Laddie from Lost Boys is on this by default. The character has maybe ten minutes total in the movie, but it's a classic image of the kid under the bed trying not to vamp out while the Frog brothers are talking about him, and then he can't control it anymore and flies out from under the bed, ripping it to pieces in slow motion, clawing at the air...every babysitter's nightmare.
Eli from the original Swedish version of Let the Right One In, is disturbing on so many levels. Here you've got a centuries old vampire who decides to become best friends with a twelve year old boy, playing that come to me-no leave me alone- no come to me game of seduction, sets off my slayer's spidy-sense. As much as there is going on in this story, the surface of it is just disturbing.
David from Whisper. This is one of those films that might have gotten lost in the shuffle for a lot of people, but the idea of a child who can make you do things with mind control, and feeds off your emotions...double creep factor. I remember seeing this (and back to back with horror film Joshua both from 2007 about a little boy who is a psycho killer) and thinking that it was a brilliant take on the vampire genre. Not too mention, it's one of those films that has you wondering if what you saw was what you were suppose to?
Homer from Near Dark. Who could forget the old man in a child's body. It was one of the first films to bring up the topics of if you turn a child can they really fend for themselves as vampires? A trend that would be further explored in Lost Boys, Let the Right On In, and Interview with the Vampire...

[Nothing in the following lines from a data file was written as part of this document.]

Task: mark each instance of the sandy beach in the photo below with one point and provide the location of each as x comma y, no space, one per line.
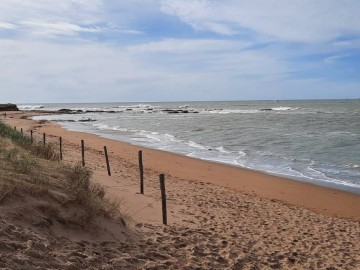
219,216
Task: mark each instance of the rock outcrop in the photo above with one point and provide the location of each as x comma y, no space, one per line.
8,107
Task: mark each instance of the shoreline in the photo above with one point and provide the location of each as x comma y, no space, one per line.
319,199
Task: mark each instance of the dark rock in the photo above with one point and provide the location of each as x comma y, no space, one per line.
8,107
87,120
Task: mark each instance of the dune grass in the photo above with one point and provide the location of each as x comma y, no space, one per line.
58,192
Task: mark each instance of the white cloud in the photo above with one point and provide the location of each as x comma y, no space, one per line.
54,29
181,46
296,20
4,25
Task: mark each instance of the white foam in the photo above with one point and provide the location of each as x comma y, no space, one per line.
196,145
284,109
222,149
30,107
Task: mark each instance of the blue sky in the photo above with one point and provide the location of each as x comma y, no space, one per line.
172,50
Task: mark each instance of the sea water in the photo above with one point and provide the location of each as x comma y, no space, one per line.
313,141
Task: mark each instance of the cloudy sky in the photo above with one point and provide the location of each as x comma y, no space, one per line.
172,50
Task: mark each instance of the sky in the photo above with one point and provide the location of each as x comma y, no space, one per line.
178,50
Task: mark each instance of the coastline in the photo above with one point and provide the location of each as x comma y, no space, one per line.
323,200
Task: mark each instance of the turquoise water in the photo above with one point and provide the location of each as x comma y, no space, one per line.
313,141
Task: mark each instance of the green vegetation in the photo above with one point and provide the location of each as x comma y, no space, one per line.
50,191
38,149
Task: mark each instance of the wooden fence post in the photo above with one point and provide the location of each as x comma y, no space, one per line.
83,152
163,198
107,160
60,143
141,171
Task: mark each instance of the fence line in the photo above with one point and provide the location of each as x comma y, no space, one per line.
49,139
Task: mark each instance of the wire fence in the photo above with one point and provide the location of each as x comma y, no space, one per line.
58,142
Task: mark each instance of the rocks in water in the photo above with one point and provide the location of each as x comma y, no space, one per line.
8,107
87,120
173,111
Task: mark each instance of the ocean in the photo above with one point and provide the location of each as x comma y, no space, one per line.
316,141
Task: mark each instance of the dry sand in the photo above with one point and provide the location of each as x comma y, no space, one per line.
220,217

Claudia from Interview with the Vampire... the original some would say (given the book was written in the 1970's) of vampire children. Here we are introduced to a character who is turned at such a young age, that they don't know how to be anything other then a hunter. As the character ages mentally, but stays trapped in the same body, we see her become more and more angry, till there is nothing left of her but despair. She's cruel, manipulative, and because of her resentment for being kept from growth, she becomes heartless. This was one of the first stories that dealt with the idea of the ethics of vampirism so bluntly. In fact, the one of the storylines is that ethics should always be brought into play, something Dracula never dealt with (there are more then a few scenes in Dracula where a baby is dinner) Her "evil" comes from a place of pain and confusion.
Okay, so I don't think anyone can argue that Claudia is the creepiest vampire kid ever. Wither it's the book or the movie, this vamp rips your heart out with icy-cold cruelty as much as with her fangs. The way the character underlines every single motion with the element of seductive manipulation, is played to perfection.